C'est très joli. Sauf que au passage, vous verriez ça
dans un salon de part chez nous, vous trouveriez ça soit kitch
ou très très kitch. Mais mis à part cet aspect
marginal (oups), c'est impressionnant de finesse et dans le contexte
de cette gallerie, on serait presque tenté d'en vouloir une.
Après nous avoir invité à
faire un tour à voir les différentes tables proposées
parmi les grandes de 2 mètres de diamètre, celles un
peu plus petites de 2 mètres par 1, jusqu'à celle de 40
cm de diamètre, il nous prie de nous assoir sur un canapé,
en face d'une petite table basse sur laquelle est disposée une
calculatrice. Il souhaite continuer ses explications et nous montre
ainsi le caractère transparent du marbre.

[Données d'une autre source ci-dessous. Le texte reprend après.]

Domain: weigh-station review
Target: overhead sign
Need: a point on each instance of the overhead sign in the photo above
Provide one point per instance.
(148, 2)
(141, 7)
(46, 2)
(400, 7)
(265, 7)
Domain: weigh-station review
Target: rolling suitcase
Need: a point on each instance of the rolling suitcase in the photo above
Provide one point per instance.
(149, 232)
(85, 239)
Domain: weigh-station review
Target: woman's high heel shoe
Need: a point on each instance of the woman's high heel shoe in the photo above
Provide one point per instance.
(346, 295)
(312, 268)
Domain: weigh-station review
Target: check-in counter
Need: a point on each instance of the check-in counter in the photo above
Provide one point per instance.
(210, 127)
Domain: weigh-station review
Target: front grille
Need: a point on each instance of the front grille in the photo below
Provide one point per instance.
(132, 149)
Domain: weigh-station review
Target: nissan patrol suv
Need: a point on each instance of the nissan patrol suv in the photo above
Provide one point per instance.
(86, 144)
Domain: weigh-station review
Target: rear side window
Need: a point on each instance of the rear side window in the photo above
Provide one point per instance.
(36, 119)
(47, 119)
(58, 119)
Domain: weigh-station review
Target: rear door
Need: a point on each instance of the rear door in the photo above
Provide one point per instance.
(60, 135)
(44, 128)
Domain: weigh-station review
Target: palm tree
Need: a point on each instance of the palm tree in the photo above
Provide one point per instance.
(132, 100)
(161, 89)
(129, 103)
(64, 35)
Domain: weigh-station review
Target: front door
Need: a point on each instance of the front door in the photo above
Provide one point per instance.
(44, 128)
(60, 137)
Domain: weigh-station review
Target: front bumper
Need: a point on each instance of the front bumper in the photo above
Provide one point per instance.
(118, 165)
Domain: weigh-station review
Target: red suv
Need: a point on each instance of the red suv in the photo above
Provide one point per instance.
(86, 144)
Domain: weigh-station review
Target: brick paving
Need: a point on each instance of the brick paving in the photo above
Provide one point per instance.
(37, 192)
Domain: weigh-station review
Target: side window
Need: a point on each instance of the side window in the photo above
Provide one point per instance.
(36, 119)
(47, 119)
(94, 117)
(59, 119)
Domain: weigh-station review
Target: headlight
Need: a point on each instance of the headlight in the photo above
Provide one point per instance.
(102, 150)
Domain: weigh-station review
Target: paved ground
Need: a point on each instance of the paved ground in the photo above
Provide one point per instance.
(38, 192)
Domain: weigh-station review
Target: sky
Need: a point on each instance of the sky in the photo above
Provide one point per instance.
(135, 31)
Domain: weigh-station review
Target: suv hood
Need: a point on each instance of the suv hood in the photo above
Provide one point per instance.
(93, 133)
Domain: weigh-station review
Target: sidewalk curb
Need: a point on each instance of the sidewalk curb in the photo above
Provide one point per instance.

En effet, s'il est
taillé en plaque assez fine, la lumière le traverse et
permet de rendre une table lumineuse en y plaçant
judicieusement une lampe en dessous. 3 couleurs de marbres existent
ici, le blanc, le noir et le vert. Seul le blanc possède cette
propriété de transparence. Le marbre blanc présenté
ici est exactement le même que celui utilisé au Taj
Mahal. Il vient en effet des mêmes carrières de Jaipur.
Imaginez avoir une table dans votre salon avec le même marbre
que celui utilisé par le plus beau monument du monde !

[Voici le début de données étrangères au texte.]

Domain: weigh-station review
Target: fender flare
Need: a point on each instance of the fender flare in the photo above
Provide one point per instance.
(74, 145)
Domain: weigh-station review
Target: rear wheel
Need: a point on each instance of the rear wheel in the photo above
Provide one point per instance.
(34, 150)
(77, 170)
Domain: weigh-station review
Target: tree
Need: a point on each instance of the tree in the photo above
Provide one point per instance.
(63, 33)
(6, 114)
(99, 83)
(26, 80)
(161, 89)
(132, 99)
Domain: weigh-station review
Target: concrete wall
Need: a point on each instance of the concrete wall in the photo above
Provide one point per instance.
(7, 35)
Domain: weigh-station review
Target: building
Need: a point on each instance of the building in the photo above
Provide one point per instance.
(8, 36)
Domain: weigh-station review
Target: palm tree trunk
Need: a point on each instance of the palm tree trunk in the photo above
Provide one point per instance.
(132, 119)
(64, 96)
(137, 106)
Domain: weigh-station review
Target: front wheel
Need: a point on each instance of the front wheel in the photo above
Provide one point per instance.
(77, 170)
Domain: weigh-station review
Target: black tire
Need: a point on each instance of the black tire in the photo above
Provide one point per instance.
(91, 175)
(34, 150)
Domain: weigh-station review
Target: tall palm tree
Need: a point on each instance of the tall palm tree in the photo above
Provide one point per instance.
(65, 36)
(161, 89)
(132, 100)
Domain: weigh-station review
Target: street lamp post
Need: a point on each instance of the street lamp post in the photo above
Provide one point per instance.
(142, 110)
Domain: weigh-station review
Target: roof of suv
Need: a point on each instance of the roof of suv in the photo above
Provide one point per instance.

Un second Taj Mahal, en noir cette
fois-ci a failli voir le jour. Mais l'architecte est mort avant. Hé
ben figurez-vous que la table devant vos yeux, celle en marbre noir,
utilise le marbre qui aurait dû servir de matière
première à ce fœtus avorté !
Une autre propriété du
marbre transformé en table est qu'il permet d'accepter les
visa, les mastercard, les american express, dans toutes les devises
du monde. Et chimiquement, le prix est toute taxe comprise, transport
également dans toute destination à travers le monde, ce
qui enlève le tracas de devoir trouver une petite place dans
notre sac à dos de 70 litres. Alors mon dos, merci qui ? T'as
eu peur de te taper une table de 200 kg, hein ?
"Please, translate !"
Tiens, un colis est justement en
partance pour l'Angleterre tel que l'atteste le paquet intelligemment
disposé sur le côté avec l'adresse de John
Taylord écrite en gros caractères.
Nous sommes relativement sereins,
Perrine et moi, même si nous ne savons pas encore comment
sortir de ce piège à touriste, mais l'alibi de notre
tour du monde nous permet de justifier l'impossibilité pour
nous d'acheter une table. Impensable de prendre de telles pièces
dans nos bagages et puis nous n'avons plus d'adresse en France ! Qui
dit mieux ?
Ok, pas de souci, l'homme comprend tout
à fait. Mais pourquoi ne pas visiter alors la suite de sa
boutique... heu pardon, galerie ? Il nous convie dans une seconde
pièce, savamment cachée de la première dans
laquelle on découvre avec stupeur des milliers d'objets
beaucoup plus petits. Des boites à bijoux en passant par les
bibelots, les tasses, les mini Taj Mahal. La galerie regorge de
petits souvenirs qui tiennent dans un sac de voyage. L'homme ayant
compris notre problème d'encombrement, il présente
judicieusement aux filles des petits éléphants de 3 cm
de haut. Nous sommes perdus, comment partir sans acheté alors
que cet homme a si gentiment passé du temps à nous
expliquer son travail avec passion.
La raison revient à nous.
Surtout lorsqu'il annonce le prix d'un des éléphants :
100 fois moins d'incrustations de pierres pour un prix à peine
10 fois moins cher qu'une petite table à thé.
"Comme nous vous l'avons dit
avant, notre tour du monde ne nous permet pas l'achat de tels objets.
Mais rassurez-vous, votre travail est formidable et votre collection
est très jolie. Passez le bonjour à votre famille de
notre part, le Taj Mahal est également très réussit
!"
Nous sortons de son magasin avec
sérénité, l'homme n'insistant finalement pas
dans son discours de vente. Pauvre chauffeur, ce ne sera pas
aujourd'hui qu'il aura sa commission.